Kebutuhan air harian pada orang normal pada umumnya hanya sekitar 3,7 liter air untuk laki-laki, dan 2,7 air untuk perempuan, dan ini sudah termasuk kandungan air dari makanan dan minuman lainnya. Cara yang paling mudah dan aman untuk memenuhi kecukupan air minum adalah dengan cara segera meminum air secukupnya setiap kali merasa haus.

Efek negatif minum air putih berlebihan perlu diperhatikan agar terhindari dari berbagai masalah kesehatan. Bahkan bila dikonsumsi secara berlebihan, cairan yang menumpuk di dalam tubuh akan menyebabkan keracunan cairan atau hyponatremia yang dapat mengakibatkan gangguan kesehatan yang cukup fatal.

Berikut Liputan6.com rangkum dari berbagai sumber, Selasa (21/1/2020) tentang efek negatif minum air putih berlebihan

2 dari 4 halaman

Masalah pada Jantung dan Ginjal

Meningkatkan Risiko Gangguan Jantung

Seperti yang telah disebutkan sebelumnya, salah satu efek negatif minum air putih berlebihan dapat meningkatkan risiko gangguan jantung. Jantung merupakan salah satu organ vital yang berfungsi memompa darah ke seluruh tubuh.

Dengan konsumsi air secara berlebihan, volume darah pun meningkat sehingga jantung akan bekerja lebih keras untuk memompa darah. Hal ini akan berdampak pada meningkatnya tekanan yang tak perlu pada pembuluh darah dan jantung sehingga bisa menyebabkan gangguan jantung serius.

Masalah pada Ginjal

Selain jantung, efek negatif minum air putih berlebihan juga mempengaruhi ginjal. Mengonsumsi air minum terlalu banyak dapat memicu terjadinya gangguan pada ginjal.

Hal ini disebabkan karena pengenceran darah sehingga ginjal tidak mampu menyaring zat-zat di dalam tubuh yang tidak terpakai dengan baik untuk menjaga keseimbangan natrium. Kondisi ini dapat menyebabkan kelelahan, mual, hingga meningkatkan intensitas buang air kecil.

3 dari 4 halaman

Pembengkakan Sel Tubuh dan Sakit Kepala

Pembengkakan Sel Tubuh

Efek negatif minum air putih berlebihan selanjutnya adalah dapat mengakibatkan pembengkakan pada sel tubuh. Asupan air yang terlalu banyak akan menyebabkan pengenceran darah sehingga kadar elektrolit di dalam darah lebih rendah dibandingkan kadar di dalam sel.

Untuk mengembalikan keseimbangannya, air akan mengisi sel-sel tubuh sehingga menyebabkan adanya pembengkakan. Hal ini akan berujung pada masalah serius seperti kejang, mual, hingga meningkatnya risiko terkena hidrosefalus.

Sakit Kepala

Efek negatif minum air putih berlebihan juga dapat menyebabkan seseorang sering sakit kepala secara tiba-tiba.
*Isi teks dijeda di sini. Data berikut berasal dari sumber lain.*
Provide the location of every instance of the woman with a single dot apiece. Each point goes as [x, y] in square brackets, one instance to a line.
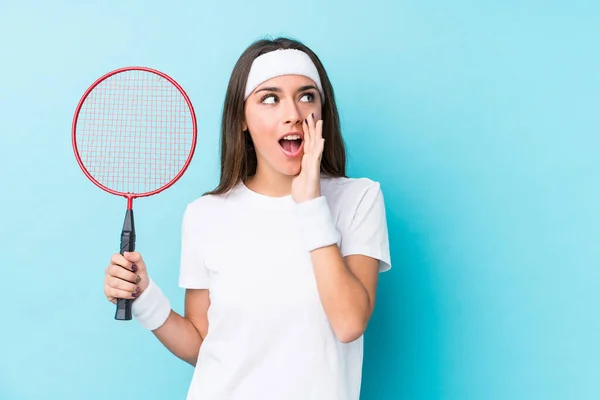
[280, 262]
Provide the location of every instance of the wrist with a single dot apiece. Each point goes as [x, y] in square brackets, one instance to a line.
[152, 308]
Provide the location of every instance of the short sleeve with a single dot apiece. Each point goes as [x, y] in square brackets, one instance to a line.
[193, 273]
[367, 232]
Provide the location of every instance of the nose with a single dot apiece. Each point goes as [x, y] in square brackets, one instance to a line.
[292, 113]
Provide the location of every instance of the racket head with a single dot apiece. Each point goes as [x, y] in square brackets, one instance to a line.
[134, 132]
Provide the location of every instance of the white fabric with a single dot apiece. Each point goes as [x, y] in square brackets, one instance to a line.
[315, 224]
[268, 335]
[281, 62]
[152, 308]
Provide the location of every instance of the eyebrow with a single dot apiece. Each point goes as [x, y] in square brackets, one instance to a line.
[276, 89]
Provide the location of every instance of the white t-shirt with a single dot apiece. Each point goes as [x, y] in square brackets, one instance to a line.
[268, 335]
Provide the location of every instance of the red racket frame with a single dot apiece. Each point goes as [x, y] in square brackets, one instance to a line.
[128, 235]
[131, 196]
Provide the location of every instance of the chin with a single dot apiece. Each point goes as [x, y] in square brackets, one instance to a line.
[291, 169]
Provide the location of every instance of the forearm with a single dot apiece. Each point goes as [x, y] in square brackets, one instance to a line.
[345, 300]
[179, 335]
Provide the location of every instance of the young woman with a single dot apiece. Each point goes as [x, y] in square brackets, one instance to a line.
[280, 262]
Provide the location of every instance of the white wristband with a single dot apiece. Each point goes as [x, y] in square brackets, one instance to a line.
[152, 308]
[317, 227]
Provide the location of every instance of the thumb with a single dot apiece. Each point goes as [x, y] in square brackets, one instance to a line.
[135, 258]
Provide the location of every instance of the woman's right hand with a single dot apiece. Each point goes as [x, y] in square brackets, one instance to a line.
[126, 277]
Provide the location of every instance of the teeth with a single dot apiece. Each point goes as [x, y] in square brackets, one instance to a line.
[292, 137]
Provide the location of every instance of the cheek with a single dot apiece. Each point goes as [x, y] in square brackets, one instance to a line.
[264, 130]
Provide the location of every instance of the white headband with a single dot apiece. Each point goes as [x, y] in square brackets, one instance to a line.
[282, 62]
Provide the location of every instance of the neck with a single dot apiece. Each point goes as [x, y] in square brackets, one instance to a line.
[270, 183]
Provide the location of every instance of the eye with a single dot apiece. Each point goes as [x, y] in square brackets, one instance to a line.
[309, 96]
[271, 97]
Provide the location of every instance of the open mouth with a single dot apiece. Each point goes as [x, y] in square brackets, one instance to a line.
[291, 145]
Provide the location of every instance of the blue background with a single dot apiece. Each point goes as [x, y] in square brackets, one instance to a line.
[481, 121]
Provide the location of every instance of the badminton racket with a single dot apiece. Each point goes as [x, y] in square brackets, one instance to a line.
[134, 135]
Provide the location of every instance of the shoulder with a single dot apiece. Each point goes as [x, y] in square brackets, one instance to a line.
[205, 207]
[345, 189]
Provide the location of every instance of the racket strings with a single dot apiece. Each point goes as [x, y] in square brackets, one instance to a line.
[134, 132]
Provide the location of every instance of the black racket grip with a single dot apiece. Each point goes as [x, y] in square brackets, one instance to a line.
[123, 312]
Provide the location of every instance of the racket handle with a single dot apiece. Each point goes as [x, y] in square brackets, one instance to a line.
[123, 312]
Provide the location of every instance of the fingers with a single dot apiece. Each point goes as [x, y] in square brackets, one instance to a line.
[307, 136]
[112, 292]
[313, 135]
[119, 272]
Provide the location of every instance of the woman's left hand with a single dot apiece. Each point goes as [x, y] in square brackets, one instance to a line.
[306, 186]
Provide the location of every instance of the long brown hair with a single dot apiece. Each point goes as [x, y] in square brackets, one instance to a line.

Hal ini disebabkan karena rendahnya kadar sodium di dalam darah, sehingga sel membengkak.

Kondisi ini merupakan dampak pembengkakan sel tubuh yang dapat membuat ukuran otak membesar hingga menyentuh otak sehingga menimbulkan sensasi berdenyut dan terasa nyeri.

4 dari 4 halaman

Kram Otot, Iritasi Perut, dan Buang Air Kecil Berlebihan

Kram Otot

Kalium merupakan mineral penting yang dibutuhkan oleh tubuh untuk meningkatkan sistem saraf dan mendukung metabolisme. Asupan cairan yang terlalu banyak akan berdampak pada larutnya kalium bersama air.
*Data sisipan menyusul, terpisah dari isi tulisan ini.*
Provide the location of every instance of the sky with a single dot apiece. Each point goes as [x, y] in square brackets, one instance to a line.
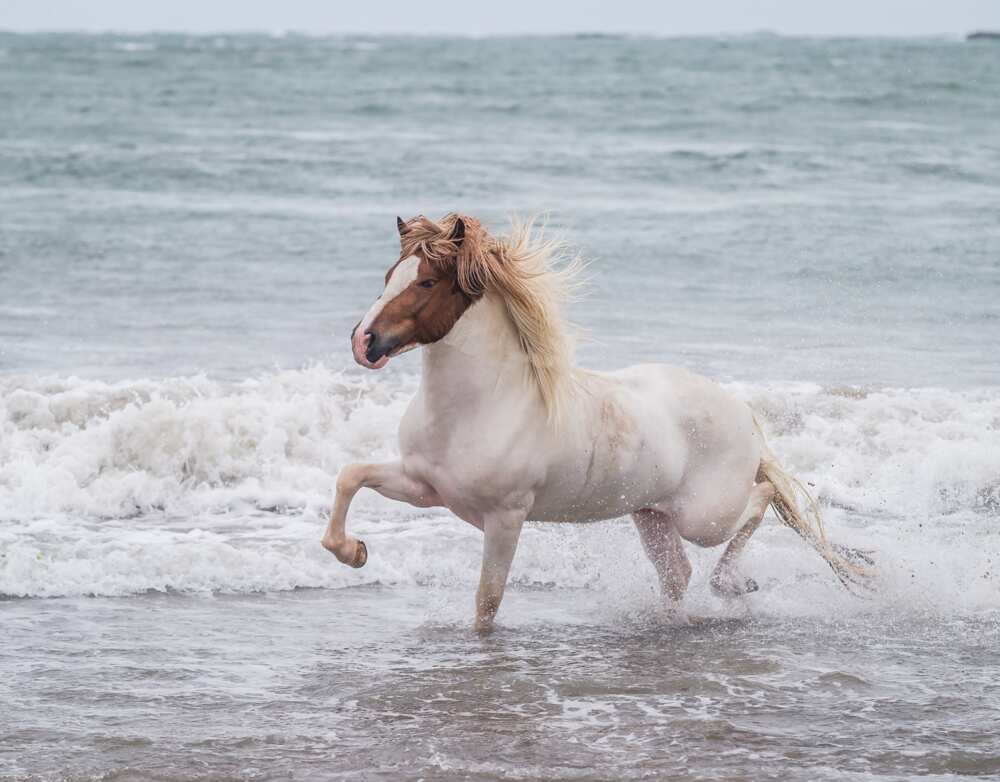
[469, 17]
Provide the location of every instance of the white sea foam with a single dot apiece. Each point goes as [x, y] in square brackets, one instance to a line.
[192, 484]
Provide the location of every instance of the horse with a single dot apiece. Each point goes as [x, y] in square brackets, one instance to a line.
[504, 428]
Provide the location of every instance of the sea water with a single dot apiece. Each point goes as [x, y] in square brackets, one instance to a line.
[189, 228]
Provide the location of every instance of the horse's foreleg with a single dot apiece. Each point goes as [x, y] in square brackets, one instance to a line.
[500, 536]
[725, 580]
[665, 550]
[387, 479]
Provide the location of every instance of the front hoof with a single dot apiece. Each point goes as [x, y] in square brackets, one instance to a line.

Hal ini akan membuat kadar kalium di dalam tubuh berkurang sehingga menyebabkan iritasi, nyeri dada, hingga kram otot.

Iritasi Perut

Seperti yang telah diketahui sebelumnya, asupan air yang terlalu banyak akan menyebabkan ketidakseimbangan elektrolit di dalam tubuh. Kadar elektrolit yang tak seimbang akan menyebabkan iritasi di perut yang merupakan gejala awal keracunan cairan.
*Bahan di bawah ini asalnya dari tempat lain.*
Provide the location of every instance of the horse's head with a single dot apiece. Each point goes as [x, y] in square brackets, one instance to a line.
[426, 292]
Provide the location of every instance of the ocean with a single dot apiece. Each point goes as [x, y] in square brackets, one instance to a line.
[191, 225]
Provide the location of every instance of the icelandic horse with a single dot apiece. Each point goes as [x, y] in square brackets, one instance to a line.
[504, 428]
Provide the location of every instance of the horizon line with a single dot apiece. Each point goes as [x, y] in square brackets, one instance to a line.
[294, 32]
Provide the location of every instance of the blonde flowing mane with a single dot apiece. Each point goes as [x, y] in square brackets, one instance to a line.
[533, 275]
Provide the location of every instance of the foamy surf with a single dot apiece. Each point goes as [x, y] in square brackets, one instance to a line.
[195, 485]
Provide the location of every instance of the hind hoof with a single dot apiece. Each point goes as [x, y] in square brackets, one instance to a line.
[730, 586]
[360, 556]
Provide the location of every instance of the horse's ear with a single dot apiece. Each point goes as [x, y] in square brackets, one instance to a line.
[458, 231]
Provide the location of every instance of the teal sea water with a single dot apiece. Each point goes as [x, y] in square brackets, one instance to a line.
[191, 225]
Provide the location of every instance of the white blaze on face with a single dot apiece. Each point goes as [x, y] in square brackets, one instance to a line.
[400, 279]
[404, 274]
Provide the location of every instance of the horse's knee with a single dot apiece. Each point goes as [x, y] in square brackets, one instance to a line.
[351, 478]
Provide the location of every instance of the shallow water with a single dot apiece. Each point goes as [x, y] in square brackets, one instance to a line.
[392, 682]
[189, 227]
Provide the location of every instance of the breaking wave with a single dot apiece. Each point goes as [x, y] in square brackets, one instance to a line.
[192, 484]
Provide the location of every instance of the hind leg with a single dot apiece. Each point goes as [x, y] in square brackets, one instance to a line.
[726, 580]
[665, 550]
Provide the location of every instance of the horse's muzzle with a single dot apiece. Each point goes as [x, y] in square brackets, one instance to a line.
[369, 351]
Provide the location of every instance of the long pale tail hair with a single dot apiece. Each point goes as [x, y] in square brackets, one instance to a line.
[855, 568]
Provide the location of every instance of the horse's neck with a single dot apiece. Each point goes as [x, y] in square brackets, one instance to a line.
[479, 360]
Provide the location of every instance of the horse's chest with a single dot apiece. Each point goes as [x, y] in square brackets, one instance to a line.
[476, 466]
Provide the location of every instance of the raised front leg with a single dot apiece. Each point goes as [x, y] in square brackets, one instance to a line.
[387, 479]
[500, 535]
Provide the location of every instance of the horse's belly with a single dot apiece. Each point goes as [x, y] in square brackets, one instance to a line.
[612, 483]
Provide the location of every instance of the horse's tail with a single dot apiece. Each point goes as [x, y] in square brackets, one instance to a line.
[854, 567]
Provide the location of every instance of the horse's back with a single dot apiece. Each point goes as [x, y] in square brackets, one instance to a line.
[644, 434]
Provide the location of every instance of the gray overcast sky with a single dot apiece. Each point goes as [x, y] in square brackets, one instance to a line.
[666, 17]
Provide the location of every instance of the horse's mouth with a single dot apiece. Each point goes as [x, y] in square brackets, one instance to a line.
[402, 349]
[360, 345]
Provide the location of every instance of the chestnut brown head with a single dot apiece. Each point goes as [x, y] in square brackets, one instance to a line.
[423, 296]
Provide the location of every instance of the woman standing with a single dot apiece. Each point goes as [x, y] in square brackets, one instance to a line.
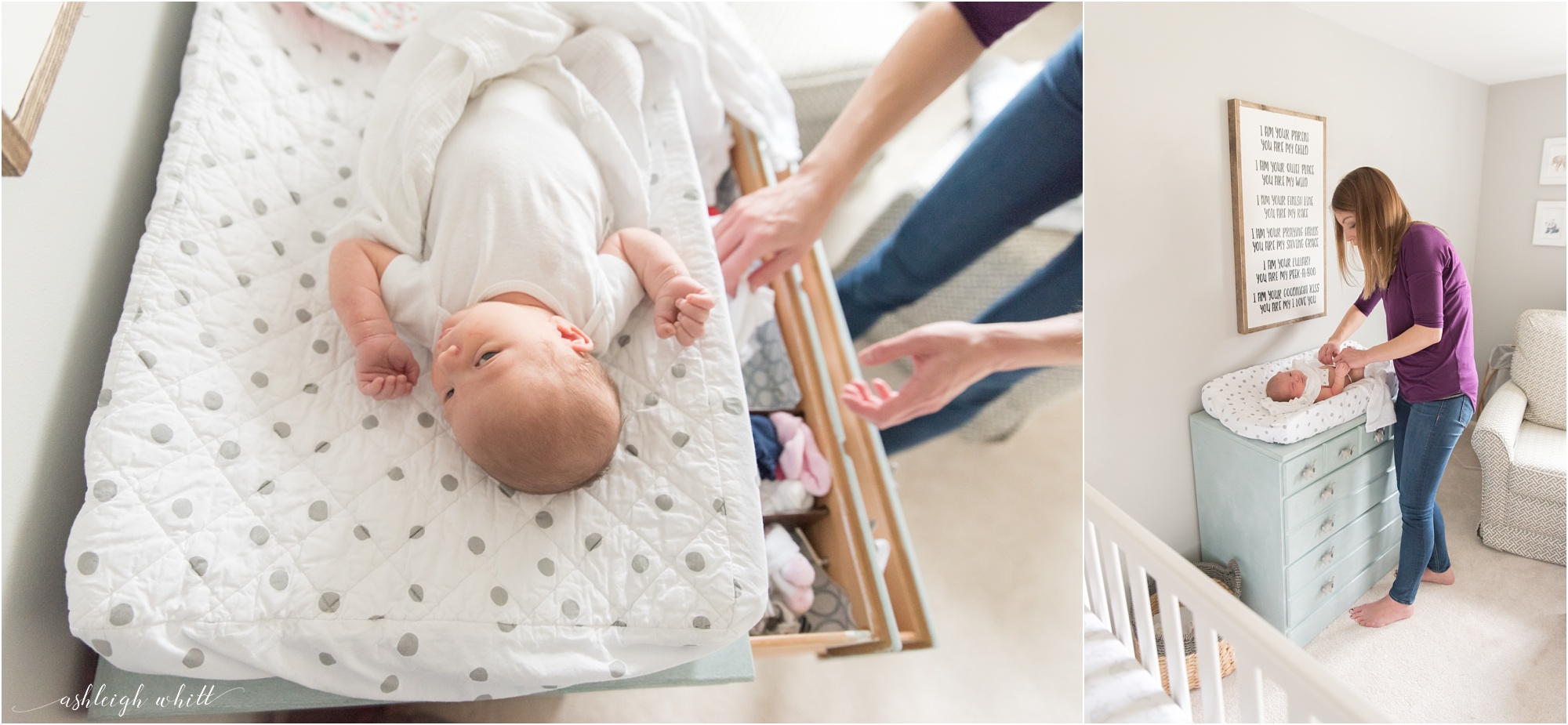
[1417, 274]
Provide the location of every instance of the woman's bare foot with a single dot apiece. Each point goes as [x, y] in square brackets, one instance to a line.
[1439, 578]
[1382, 612]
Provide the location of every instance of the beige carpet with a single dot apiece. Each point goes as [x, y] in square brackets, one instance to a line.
[996, 532]
[1489, 648]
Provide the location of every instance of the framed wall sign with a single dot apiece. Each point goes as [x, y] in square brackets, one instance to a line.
[1279, 216]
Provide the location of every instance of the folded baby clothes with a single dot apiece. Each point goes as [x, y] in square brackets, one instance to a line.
[766, 440]
[785, 496]
[802, 459]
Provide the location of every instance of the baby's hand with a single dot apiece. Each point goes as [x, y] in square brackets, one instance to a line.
[681, 310]
[387, 368]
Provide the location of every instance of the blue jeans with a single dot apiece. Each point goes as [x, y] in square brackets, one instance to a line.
[1425, 435]
[1025, 164]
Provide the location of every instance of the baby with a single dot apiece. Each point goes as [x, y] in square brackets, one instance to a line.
[524, 280]
[1326, 382]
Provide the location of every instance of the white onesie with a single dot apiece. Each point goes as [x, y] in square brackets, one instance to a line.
[518, 205]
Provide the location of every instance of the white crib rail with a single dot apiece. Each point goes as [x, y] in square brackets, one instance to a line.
[1117, 551]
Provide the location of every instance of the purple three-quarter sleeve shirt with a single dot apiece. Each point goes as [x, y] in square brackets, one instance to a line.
[1429, 289]
[992, 21]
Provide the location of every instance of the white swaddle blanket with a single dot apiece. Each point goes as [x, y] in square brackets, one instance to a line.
[460, 48]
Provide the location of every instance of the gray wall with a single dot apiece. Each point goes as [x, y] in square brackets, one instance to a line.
[71, 225]
[1158, 220]
[1511, 274]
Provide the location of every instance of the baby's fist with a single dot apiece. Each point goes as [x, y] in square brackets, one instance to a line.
[681, 310]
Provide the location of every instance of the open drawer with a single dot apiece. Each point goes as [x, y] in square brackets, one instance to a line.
[863, 504]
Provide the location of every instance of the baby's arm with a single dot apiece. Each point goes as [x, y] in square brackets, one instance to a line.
[681, 305]
[385, 366]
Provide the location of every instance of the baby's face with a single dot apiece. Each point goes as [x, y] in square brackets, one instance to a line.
[498, 346]
[1288, 385]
Buang Air Kecil Berlebihan

Efek negatif minu air putih berlebihan juga akan membuat saluran kencing bekerja lebih keras sehingga berdampak pada meningkatnya frekuensi air seni. Selain membuat seseorang lebih sering buang air kecil, hal ini akan berdampak pada dehidrasi karena cairan tubuh yang terlalu banyak terbuang bersama urin.